Process Studio: visual flow design
Some processes are simpler to draw than to write. Process Studio is a BPMN-style canvas for the orchestration side of decision automation — events, gateways, tasks, end states — designed to be reachable by an analyst, not only by a developer.




The design system underneath
None of the above survives without a foundation. The system covers the primitives — color, typography, tokens, icons — and a library of components the platform actually uses, so each acquired surface stops looking like its own product.


Carrying the desktop forward, not freezing it
The hardest constraint on this kind of modernization isn't visual. It's mental. Long-time authors had spent years building rule applications a specific way, and the design couldn't ask them to relearn the basics.

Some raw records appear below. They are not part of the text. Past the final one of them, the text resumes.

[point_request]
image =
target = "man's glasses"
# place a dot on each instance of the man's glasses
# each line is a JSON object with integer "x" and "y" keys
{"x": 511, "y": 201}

So Nexus inherits the concepts — entities, rule sets, decisions, simulations, the verify/test loop — even where the chrome around them changes.


Outcome
19 months across design-system, platform, and AI-assisted app-building surfaces. The contract ended before the long arc of adoption was visible, so I keep the outcome honest: the work contributed to the next-generation platform direction, the unified Solution/Workspace model, the Schema Assistant interaction pattern, and the design system foundation underneath them.
What I took with me: the Apply step as a trust mechanic in AI authoring tools, the Workspace as a clean theme boundary between authoring and runtime, and the discipline of carrying expert users' mental models forward when their tool changes underneath them.